Across the valley I had a nice views over Mont Blanc de Tacul and Mount Maudit. The sky was still clear when I started to make my way up through the ridge which looked liked whipped cream. Up on the Grand Bosse at 4.513 m the wind became stronger and I had to place my steps carefully on the rather narrow ridge. Without a rope taking a slide here would not have been a pleasant experience. The snow was still hard enough to offer good belay with my ice axe and soon I hade the summit in view. The fresh powder snow was lifted by the wind and tossed back into my face. At around 12.15 h I entered the summit platform on the top of Europe together with three sturdy Bulgarian climbers who had followed me up the Bosse-ridge.
On the top I took in the breathtaking views, over to Mont Blanc de Courmayeur, down over Italy, over to the Monte Rosa massive and Matterhorn. Deep down in the valley I recognized the wild Aiguille de Midi and the city of Chamonix. By now the wind had increased and there was not a good idea for a longer halt up on the summit.
After some photos and resetting of my altitude meter I set off for the descent, realizing that this will probably be the longest descent I ever made.
The long descent
Safely back at the Vallot hut it became very hot on the glacier. By this time I met many roped parties on their way up the Bosse-ridge. I was glad that I was on my way down. After the nights short snow blizzard, the grand couloir was covered by snow and ice and the first steep section with the fixes ropes demanded my full attention. There was not a good idea to remove my crampons. Slowly but nice and easy I made my way down the rocks.
Half way in the couloir I bumped into two British climbers. While talking to them I turned my head back up towards the Goûter hut just in time to see a huge block of rock up in the air perhaps fifty meters above me, outside the normal couloir. We all took protection under some rocks and kept our fingers crossed that the jumping rock would choose another direction than ours. Left was only a cloud of dust and a crack much further down on our right side.
In the late afternoon the snowfields around the Refuge Tête Rousse were wet and muddy. There I bumped into to Swedish climbers, one of them I actually recognized from back home. A small world I thought…

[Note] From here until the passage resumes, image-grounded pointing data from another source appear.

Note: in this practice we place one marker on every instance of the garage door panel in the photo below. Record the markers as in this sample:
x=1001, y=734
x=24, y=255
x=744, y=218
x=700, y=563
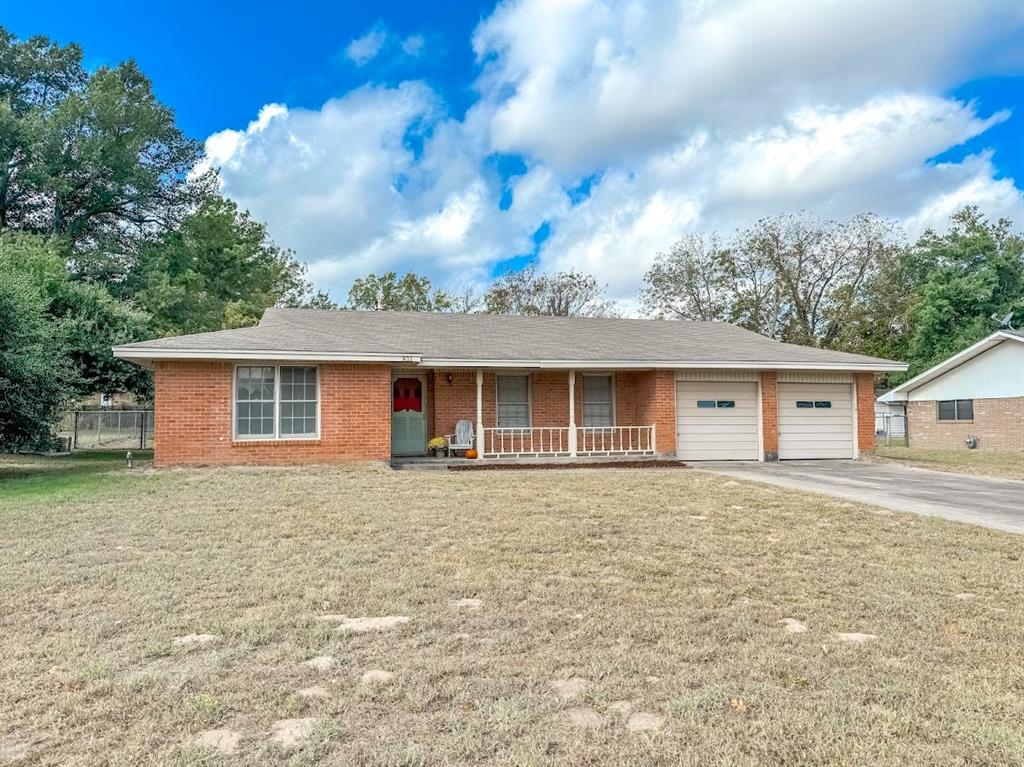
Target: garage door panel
x=717, y=433
x=815, y=432
x=822, y=426
x=712, y=429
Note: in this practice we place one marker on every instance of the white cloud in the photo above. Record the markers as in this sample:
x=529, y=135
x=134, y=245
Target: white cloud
x=595, y=82
x=364, y=49
x=414, y=45
x=691, y=117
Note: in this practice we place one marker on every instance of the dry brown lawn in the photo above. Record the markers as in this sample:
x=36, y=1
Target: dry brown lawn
x=981, y=463
x=664, y=589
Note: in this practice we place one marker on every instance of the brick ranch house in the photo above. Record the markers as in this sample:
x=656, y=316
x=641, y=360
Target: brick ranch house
x=975, y=396
x=308, y=385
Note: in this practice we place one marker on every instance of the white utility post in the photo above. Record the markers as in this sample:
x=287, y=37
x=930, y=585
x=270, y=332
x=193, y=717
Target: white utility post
x=479, y=414
x=572, y=434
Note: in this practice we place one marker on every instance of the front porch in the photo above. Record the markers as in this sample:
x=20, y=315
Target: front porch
x=529, y=414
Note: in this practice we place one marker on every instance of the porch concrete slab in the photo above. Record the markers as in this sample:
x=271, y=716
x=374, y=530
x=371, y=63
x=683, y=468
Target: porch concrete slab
x=990, y=503
x=428, y=463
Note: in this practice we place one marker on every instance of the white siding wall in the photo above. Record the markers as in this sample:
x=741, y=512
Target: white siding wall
x=996, y=373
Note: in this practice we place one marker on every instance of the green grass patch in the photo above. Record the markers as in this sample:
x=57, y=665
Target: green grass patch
x=28, y=478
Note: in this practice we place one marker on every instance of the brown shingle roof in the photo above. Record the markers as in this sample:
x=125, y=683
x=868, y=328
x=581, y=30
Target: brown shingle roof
x=437, y=338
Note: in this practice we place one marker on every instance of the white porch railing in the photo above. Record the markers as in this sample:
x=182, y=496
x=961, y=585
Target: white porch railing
x=521, y=442
x=542, y=441
x=615, y=440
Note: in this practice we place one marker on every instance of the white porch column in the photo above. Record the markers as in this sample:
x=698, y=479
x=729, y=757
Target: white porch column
x=572, y=434
x=479, y=414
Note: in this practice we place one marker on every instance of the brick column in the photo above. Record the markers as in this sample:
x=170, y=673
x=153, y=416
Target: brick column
x=864, y=385
x=769, y=415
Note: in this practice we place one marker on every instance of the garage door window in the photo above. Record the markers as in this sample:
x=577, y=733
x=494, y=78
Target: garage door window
x=956, y=410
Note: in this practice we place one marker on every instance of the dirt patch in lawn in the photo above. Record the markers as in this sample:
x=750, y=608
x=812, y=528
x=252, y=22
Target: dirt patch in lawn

As the train was not operating from Nid d’Aigle to Bellevue I realized that my chances to catch the last cable down to Les Houches was zero, so I prepared for a descent all the way down to the village. I followed the train tracks of the Tram way du Mont Blanc through some tunnels and further down I passed some alpine meadows. Finally I entered the forest above the village which seemed endless. Just before dark at around 21.00 h I entered my hotel after descending some 3.800 m. Do I need to tell that my knees were rather sour? Very satisfied I ordered my pasta carbonara and enjoyed my summit beer in the restaurant outside the tourist office later that evening.
Midday on the following day I took a free shuttle to Chamonix where I arranged my transport back to Geneva where I took the train up to Zürich to board my plane back home. My weekend Mont Blanc tour was ended and
I realized how lucky I’ve been timing the weather almost perfectly during the summer of 2007, a summer which offered very unreliable weather in the Alps. Many times I thought how different my Mont Blanc experience would have been if I had woken up with a sky full of stars and how it would have turned out if I could have left the Goûter hut at 02.00h. I believe my experience turned out even greater the way it did despite my unorthodox late start.